Metaller-Lohnrunde - Gewerkschaften: Haben Industrie Kosten gespart. Die Gewerkschaften erinnerten am Donnerstag bei der Forderungsübergabe für die Metallindustrie an die Entwicklung der Lohnstückkosten in Österreich im Jahr 2011 und an die prognostizierten Daten des Wifo für 2012.

Im Vorjahr legte die Stundenproduktivität in der Sachgütererzeugung um 6,2 Prozent zu, die Lohnstückkosten gingen um 3,9 Prozent zurück. Für das kommende Jahr wird eine Erhöhung der Stundenproduktivität von 5,4 Prozent erwartet, die Lohnstückkosten sollen um 1,9 Prozent sinken.

Weiters rechneten sie vor, dass die Kapitalstruktur der Metallindustrie hervorragend sei - schließlich könnten von einer Eigenkapitalquote von 33,1 Prozent viele Betriebe nur träumen.

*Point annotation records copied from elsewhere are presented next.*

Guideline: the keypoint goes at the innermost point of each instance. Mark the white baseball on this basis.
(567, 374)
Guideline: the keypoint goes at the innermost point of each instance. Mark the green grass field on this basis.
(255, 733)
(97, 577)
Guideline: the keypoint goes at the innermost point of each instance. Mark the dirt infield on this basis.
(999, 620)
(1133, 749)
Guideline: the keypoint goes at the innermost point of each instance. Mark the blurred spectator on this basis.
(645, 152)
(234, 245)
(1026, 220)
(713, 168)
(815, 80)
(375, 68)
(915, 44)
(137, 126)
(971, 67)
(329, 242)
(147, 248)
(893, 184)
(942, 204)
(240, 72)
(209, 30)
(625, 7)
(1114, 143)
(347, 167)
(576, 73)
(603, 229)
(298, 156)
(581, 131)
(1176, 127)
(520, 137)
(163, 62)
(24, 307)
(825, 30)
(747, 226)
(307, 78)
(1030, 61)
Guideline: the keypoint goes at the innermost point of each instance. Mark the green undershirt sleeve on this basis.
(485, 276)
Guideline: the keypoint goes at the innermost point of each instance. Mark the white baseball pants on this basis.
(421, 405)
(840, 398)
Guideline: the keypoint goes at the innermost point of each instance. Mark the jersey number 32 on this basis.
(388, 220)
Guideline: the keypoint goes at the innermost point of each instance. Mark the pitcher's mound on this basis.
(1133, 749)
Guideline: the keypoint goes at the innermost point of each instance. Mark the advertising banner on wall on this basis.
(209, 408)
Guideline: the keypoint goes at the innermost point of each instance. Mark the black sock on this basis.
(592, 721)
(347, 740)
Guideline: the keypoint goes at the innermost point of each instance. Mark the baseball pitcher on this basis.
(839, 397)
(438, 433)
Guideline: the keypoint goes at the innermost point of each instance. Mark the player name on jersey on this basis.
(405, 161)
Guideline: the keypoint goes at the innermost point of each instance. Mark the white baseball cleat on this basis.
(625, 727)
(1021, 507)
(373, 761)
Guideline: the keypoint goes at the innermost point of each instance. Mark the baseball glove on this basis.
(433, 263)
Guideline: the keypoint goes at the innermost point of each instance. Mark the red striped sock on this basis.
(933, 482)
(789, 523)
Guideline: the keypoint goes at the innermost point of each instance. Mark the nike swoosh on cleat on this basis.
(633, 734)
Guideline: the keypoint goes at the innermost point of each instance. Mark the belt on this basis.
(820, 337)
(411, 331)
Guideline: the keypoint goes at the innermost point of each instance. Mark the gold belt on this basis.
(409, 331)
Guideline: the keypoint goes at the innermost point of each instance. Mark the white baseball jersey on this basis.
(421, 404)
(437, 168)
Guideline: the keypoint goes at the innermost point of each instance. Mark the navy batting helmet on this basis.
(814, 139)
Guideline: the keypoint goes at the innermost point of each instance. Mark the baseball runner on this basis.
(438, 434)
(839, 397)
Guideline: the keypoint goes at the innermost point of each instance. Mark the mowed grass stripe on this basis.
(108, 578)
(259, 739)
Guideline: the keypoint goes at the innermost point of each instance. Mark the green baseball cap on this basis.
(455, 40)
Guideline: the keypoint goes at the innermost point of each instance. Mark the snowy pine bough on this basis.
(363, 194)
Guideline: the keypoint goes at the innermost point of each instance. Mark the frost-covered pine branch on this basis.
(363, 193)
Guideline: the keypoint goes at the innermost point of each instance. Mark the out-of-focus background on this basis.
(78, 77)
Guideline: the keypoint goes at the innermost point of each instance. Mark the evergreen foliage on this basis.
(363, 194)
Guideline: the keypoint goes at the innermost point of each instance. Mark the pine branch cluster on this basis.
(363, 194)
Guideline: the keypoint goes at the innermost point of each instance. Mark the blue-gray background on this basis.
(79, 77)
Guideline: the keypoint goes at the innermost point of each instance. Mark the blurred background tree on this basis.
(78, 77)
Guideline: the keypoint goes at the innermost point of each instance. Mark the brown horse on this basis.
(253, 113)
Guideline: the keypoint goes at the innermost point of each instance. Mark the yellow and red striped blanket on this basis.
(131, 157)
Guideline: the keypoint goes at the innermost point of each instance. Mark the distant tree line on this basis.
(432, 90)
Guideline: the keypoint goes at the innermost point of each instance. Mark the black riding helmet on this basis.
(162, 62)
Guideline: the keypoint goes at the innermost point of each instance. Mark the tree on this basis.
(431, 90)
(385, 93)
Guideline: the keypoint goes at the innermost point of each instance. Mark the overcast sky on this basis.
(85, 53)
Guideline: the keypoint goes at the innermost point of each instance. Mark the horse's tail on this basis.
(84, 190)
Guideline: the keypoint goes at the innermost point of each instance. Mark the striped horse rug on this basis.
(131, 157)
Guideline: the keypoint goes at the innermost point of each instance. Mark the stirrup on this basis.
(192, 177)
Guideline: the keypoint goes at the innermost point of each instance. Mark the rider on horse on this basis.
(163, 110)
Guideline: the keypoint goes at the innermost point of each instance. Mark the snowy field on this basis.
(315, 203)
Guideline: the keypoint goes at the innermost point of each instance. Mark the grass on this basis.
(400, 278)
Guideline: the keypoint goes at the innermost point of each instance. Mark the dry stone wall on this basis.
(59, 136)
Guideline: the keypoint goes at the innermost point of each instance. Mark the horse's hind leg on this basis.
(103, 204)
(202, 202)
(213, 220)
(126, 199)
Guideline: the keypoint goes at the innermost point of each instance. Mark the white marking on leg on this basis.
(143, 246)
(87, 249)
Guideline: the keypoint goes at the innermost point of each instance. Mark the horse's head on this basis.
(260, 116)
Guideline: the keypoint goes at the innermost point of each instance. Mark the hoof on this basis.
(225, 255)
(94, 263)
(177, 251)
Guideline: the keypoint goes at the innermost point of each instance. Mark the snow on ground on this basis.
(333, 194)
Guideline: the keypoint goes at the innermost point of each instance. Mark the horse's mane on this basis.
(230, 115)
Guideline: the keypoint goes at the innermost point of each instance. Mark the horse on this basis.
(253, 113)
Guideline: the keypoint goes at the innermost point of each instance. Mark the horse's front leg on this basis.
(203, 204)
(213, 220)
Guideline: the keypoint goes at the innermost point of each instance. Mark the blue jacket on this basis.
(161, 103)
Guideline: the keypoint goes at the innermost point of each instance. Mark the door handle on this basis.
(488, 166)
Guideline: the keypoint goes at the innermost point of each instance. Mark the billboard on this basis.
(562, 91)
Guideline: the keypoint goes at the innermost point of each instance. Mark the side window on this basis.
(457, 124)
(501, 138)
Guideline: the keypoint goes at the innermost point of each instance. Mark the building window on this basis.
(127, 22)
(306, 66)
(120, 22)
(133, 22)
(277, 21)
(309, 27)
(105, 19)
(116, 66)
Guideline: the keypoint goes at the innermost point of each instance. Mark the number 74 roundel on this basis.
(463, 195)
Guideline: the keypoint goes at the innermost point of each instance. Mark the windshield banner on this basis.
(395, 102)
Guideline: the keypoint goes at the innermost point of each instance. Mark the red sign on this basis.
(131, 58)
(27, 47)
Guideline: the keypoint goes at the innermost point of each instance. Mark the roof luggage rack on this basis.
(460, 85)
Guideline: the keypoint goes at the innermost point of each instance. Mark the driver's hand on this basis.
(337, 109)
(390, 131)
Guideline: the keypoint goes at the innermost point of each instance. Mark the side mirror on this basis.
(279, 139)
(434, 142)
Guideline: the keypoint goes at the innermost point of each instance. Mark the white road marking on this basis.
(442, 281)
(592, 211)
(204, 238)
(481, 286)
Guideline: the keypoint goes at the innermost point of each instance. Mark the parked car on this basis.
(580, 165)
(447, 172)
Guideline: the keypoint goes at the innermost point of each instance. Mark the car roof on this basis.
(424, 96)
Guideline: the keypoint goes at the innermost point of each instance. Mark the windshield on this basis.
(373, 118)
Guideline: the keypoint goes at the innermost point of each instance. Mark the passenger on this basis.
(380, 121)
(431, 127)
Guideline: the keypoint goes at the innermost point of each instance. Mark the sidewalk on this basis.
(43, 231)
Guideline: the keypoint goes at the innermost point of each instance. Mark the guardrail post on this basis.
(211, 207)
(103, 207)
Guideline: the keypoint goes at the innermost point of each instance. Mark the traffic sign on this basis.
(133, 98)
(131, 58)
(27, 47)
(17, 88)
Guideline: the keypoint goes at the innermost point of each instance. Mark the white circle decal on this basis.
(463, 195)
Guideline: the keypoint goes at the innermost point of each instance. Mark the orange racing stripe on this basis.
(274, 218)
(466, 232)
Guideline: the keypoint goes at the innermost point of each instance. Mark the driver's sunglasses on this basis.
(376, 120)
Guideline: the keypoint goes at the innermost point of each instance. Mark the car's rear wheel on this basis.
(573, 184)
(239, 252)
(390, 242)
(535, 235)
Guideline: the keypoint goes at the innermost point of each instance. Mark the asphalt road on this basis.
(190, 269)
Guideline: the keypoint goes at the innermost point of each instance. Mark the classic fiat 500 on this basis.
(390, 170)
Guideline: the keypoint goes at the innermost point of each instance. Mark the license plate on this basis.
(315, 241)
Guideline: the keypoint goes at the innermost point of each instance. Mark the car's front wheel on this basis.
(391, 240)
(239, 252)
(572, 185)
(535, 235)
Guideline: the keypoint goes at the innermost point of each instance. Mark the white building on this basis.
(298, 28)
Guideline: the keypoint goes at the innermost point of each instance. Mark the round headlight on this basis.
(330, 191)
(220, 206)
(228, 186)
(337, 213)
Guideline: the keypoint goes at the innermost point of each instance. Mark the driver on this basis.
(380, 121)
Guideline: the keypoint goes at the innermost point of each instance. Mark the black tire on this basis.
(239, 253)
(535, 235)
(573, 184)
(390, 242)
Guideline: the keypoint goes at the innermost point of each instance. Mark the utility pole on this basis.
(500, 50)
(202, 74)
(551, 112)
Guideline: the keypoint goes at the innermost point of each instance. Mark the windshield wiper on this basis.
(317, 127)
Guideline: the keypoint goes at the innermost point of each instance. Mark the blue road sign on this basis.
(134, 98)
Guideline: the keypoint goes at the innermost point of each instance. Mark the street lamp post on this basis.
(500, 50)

Ganz zu schweigen von den Jahresüberschüssen, die 2010 gegenüber 2009 um 57 Prozent gestiegen sein sollen.

Wie es aus Gewerkschaftskreisen  am Donnerstag hieß, geht es den Arbeitnehmern nicht nur um eine saftige Lohnerhöhung, sie wollen auch Verbesserungen bei den Rahmenbedingungen. So soll der 31. Dezember prinzipiell ein freier Tag bei voller Bezahlung sein. Weites soll eine Mindestvergütung bei Rufbereitschaft festgeschrieben werden und es zu einer Verbesserung der Abgeltung der Reisezeiten außerhalb der Normalarbeitszeit kommen.